Data of a total of 787 patients (353 males, 434 females; mean age 11.7 years; range 5 months to 85 years) with suspected tracheobronchial FB aspiration who administered to Department of Thoracic Surgery of Dr. Siyami Ersek Thoracic and Cardiovascular Surgery Training and Research Hospital between January 1982 and December 2012 were retrospectively reviewed. All patients underwent bronchoscopy. We excluded the patients who removed the FB by coughing without undergoing bronchoscopy. We applied rigid bronchoscopy to all the patients under general anesthesia with muscle relaxing agents, except in four patients. If the FBs were found to be localized distally in the tracheobronchial tree and/or if the FB could not be retrieved by rigid bronchoscopy, we applied a fiberoptic bronchoscopy for the removal of the FB. We reviewed the patients according to age, sex, clinical symptoms, site of the FB, radiologic signs, FB material, the time interval between aspiration and removal of the FB, type of intervention, complications, and mortality.
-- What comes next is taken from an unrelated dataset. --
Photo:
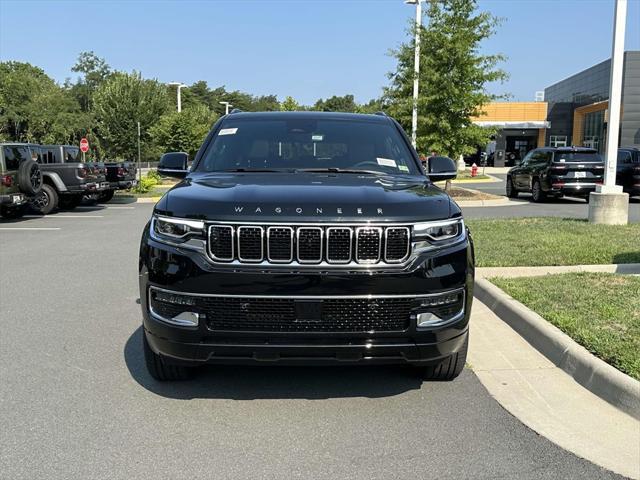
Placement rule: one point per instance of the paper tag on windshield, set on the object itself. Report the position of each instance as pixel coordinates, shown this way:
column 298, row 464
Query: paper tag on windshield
column 387, row 162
We used patient history, physical examination, clinical symptoms, and radiologic diagnostic techniques to establish diagnoses. We followed-up the patients for one week to two years as outpatients depending on the patients’ clinical state and types of foreign material and complications. The study protocol was approved by the “Siyami Ersek Thoracic and Cardiovascular Surgery Center”, Hospital Ethics Committee. A written informed consent was obtained from each patient. The study was conducted in accordance with the principles of the Declaration of Helsinki.

Results

An analysis of patients according to age groups revealed that >10 year-old group was the most populated having 339 patients (43.1%), while one to three-year-old group had 236 patients (30.0%) and was the second highest populated group (Figure 1). Male/female ratio was 1:1.2. The most frequently recorded symptoms were coughing, stridor, dyspnea, and fever.
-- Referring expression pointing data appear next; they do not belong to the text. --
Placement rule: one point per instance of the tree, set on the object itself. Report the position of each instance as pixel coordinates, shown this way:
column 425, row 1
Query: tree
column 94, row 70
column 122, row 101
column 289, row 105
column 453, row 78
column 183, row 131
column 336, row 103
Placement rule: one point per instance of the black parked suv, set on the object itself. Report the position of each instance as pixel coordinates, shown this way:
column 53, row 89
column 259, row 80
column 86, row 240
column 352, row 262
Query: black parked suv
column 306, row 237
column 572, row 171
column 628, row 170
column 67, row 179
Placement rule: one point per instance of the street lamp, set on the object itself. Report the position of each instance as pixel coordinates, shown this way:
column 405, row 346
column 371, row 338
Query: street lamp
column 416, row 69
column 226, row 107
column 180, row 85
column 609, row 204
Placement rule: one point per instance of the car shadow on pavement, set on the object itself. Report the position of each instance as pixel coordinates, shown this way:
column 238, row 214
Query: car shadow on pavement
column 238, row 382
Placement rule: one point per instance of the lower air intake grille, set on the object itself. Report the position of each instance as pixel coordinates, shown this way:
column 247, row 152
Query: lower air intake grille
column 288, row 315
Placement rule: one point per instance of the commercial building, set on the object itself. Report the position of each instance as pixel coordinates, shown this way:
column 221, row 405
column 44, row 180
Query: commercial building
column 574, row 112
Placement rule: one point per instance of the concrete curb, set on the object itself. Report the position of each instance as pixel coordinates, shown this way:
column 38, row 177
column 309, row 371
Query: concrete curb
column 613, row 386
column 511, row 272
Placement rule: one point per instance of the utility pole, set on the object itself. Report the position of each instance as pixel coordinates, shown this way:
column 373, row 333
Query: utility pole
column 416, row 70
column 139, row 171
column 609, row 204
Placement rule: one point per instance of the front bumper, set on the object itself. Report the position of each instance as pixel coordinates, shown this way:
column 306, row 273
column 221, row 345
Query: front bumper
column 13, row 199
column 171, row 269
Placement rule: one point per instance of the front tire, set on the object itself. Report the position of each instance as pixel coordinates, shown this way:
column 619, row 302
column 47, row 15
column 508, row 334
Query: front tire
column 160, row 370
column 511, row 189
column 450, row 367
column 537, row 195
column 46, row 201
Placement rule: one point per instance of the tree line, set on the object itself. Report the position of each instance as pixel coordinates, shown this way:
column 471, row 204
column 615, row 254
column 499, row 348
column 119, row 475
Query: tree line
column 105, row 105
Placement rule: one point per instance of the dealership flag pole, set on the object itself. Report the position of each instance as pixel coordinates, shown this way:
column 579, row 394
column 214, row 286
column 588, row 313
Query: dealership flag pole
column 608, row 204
Figure 1: Age distribution of patients with suspected foreign body aspiration.

We performed bronchoscopy in all patients. In four patients, flexible bronchoscopy with local anesthesia was performed. Other than these four, we performed rigid bronchoscopy to the patients under general anesthesia. We removed the FB with rigid bronchoscopy or thoracotomy+bronchotomy in 690 (87.7%) of 787 patients. In 13.7% (n=108) of the patients, we were unable to find a FB with rigid bronchoscopy. Those 108 patients included both “real absence of the FB” and the cases in which the “FBs were not seen because of their localization in the peripheral airways” which were not reachable with rigid bronchoscopy. There were 97 real absence cases (12.3%) in which a FB was neither seen with rigid bronchoscopy nor with other diagnostic techniques and were proved to be absent. Of the extracted FBs, we removed 655 (94.9%) with bronchoscopy. We performed a thoracotomy + bronchotomy in 35 patients (5.1%) in which we were unable to find the FB because of its peripheral site (n=23), or we spotted the FB but was unable to extract it with forceps (n=12). Majority of these patients requiring thoracotomy had aspirated needles where we could not locate the FB by bronchoscopy or we could locate it but could not grasp it with the forceps. Sixteen of the distal FBs (needles) which were not reachable by rigid bronchoscopy were reached with flexible bronchoscopy; whereas 13 of these (needles) were removed in another session of flexible bronchoscopy under local anesthesia after the rigid bronchoscopy.

Locations of 690 FB at the time of removal were as follows: right bronchial system in 360 patients (52.2%), left bronchial system in 222 patients (32.2%), trachea in 96 patients (13.9%), and both right and the left bronchial systems in 12 patients (1.7%) (Table 1). In the radiological evaluation of all patients, a radiopaque FB was the most frequently seen finding in 330 patients (41.9%), followed by normal radiography in 256 patients (32.5%), and unilateral hyperaeration in 92 patients (11.6%) (Table 2).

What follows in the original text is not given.